I asked a third time: Did anyone ever watch the surveillance video? “For what purpose?” asked Sherman. Well, I asked, why have the cameras in the first place? “In case there is any kind of incident or criminal activity,” he said. Bingo.

When it comes down to it, apparently the surveillance video was to be viewed only if an alert citizen saw something and reported it to law enforcement.

Snider also wonders why ballot transfer forms – official papers showing the transfers of ballots from the drop boxes – weren’t all signed by someone of each political party as promised beforehand. Sherman says the signatures weren’t required.

“Well, it is a big deal,” Snider says of the forms and their lack of signatures. “Chain of custody is evidence integrity. If you don’t have that, then you can’t count those [ballots].” Snider says his research alone has indicated “almost 7,000 ballots from the 2021 General Election in Johnson County without a proper chain of custody.”

Snider noted that KCTV-5 reported at one point in the 2020 election, “Voters find broken, overflowing ballot box in Johnson County.”

“So, how are these drop boxes secure?” he asks.

Snider, who has put together a slide presentation on his concerns – and who says more questions are coming – also questions voter registration numbers.
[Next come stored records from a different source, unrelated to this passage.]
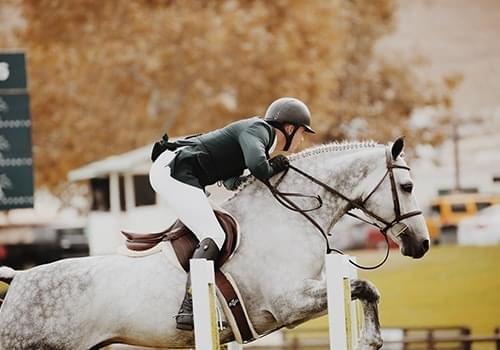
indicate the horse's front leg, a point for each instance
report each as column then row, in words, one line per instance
column 368, row 295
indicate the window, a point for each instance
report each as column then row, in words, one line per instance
column 100, row 194
column 144, row 194
column 435, row 209
column 458, row 208
column 482, row 205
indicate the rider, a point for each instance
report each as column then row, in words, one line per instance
column 182, row 169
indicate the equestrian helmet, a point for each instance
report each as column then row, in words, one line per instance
column 289, row 110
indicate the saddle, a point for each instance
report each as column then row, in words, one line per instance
column 184, row 241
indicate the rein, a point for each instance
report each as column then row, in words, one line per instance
column 282, row 198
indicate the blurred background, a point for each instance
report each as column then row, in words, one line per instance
column 87, row 86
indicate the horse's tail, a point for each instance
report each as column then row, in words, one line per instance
column 7, row 274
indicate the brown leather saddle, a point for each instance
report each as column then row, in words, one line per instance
column 184, row 241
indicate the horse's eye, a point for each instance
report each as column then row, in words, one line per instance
column 407, row 187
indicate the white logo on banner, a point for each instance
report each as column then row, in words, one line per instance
column 4, row 71
column 4, row 107
column 5, row 183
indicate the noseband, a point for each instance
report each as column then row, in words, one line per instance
column 282, row 198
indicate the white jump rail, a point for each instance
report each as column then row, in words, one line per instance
column 206, row 331
column 343, row 314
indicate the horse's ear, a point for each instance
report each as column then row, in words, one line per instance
column 397, row 147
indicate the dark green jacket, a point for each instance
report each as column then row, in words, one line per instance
column 225, row 153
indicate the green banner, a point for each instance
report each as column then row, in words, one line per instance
column 16, row 163
column 12, row 71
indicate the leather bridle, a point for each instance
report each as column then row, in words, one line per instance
column 282, row 198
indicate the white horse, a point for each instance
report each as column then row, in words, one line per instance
column 86, row 303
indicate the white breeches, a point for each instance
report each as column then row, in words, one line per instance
column 189, row 203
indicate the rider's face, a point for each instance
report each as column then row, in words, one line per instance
column 298, row 137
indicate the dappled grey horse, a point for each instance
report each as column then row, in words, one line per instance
column 86, row 303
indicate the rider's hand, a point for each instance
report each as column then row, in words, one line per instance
column 233, row 183
column 279, row 163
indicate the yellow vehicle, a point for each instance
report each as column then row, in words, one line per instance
column 448, row 210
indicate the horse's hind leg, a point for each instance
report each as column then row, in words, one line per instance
column 369, row 296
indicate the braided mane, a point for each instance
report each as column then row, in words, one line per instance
column 343, row 146
column 334, row 147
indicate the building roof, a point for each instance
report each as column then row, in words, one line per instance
column 135, row 161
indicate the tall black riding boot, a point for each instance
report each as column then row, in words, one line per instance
column 206, row 249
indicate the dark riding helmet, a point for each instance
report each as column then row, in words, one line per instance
column 289, row 110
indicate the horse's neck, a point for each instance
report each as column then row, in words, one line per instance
column 346, row 172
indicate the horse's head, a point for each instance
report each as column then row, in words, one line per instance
column 391, row 201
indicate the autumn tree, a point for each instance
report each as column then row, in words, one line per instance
column 109, row 76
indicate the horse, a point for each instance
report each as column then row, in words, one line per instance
column 279, row 266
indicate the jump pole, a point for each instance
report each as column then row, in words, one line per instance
column 206, row 332
column 342, row 312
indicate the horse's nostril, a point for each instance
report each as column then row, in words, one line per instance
column 425, row 245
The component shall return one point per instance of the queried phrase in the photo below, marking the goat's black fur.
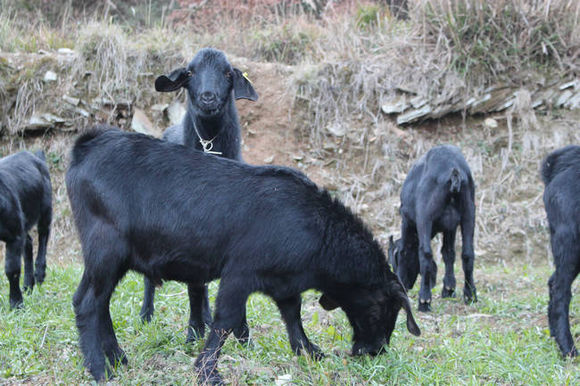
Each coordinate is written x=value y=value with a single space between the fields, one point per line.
x=560 y=172
x=25 y=201
x=196 y=218
x=212 y=84
x=437 y=197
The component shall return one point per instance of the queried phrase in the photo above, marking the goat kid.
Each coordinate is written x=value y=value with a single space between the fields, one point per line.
x=25 y=201
x=437 y=197
x=560 y=171
x=210 y=124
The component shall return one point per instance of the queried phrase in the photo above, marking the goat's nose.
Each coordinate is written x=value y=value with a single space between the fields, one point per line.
x=207 y=97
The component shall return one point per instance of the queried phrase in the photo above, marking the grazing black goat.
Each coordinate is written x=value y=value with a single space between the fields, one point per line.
x=196 y=218
x=437 y=196
x=560 y=171
x=210 y=124
x=25 y=201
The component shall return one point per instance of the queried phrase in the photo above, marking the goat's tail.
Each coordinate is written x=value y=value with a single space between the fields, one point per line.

He says a highly suspicious percentage of eligible voters in Johnson County are registered.

Sherman says the number of “eligible” voters is too much of a moving target to track, and is only identifiable in the Census every decade. Snider counters that he used updated Census estimates contemporaneous with the election.

I don’t know who’s right. But I do think conservatives should give other conservatives a fair hearing – they sure don’t get one from the other side – especially amid national concerns about election integrity. Rather than try to make these concerns go away, our leaders should do their best to allay them.

Kansas Senate Bill 445 would prohibit the use of outdoor ballot boxes. Given the experience in Johnson County, a lot of folks would like to “ban the box,” as the expression goes.

Lawmakers may find D’Souza’s drop box investigation compelling once its results are released this spring. And there are a number of other investigations going on nationwide, despite the drumbeat to move on from all the questions. One of those investigations, in fact, is by the Johnson County Sheriff’s Office.

Stewart Whitson, a visiting fellow at Opportunity Solutions Project, a nonprofit, nonpartisan group advocating for policies that make it easy to vote but hard to cheat, testified in support of SB 445.

“Ballot harvesters who prey on vulnerable Kansas voters, including the elderly and people with disabilities, can use unsecured drop boxes to help facilitate their efforts,” Whitson told lawmakers. He noted reports of missing ballots and vandalized drop boxes across the country, including fires that destroyed boxes in Boston and Los Angeles.

What good is surveillance video that isn’t surveilled?

“In Pennsylvania this past fall,” Whitson testified, “a county commissioner called for an investigation after surveillance footage captured a man stuffing multiple ballots into a drop box. The act was caught by surveillance cameras but only came to light after the commissioner obtained the footage through a right-to-know request, and then personally reviewed it himself after the sheriff’s office acknowledged they did not have the manpower to review the video themselves.”

These questions and the people posing them aren’t kooky. It’s time we stopped deriding those we disagree with that way. The problem, instead, is that the election system, in order to accommodate the pandemic in 2020, appears to have created too many loose ends. And, of course, efforts to verify voters have been fought tooth and nail by Democrats and their organizations for years.

People need to be, and should be, reassured – with facts, not condescending pats on the head – that the electoral system will be more undeniably secure in 2022 and beyond.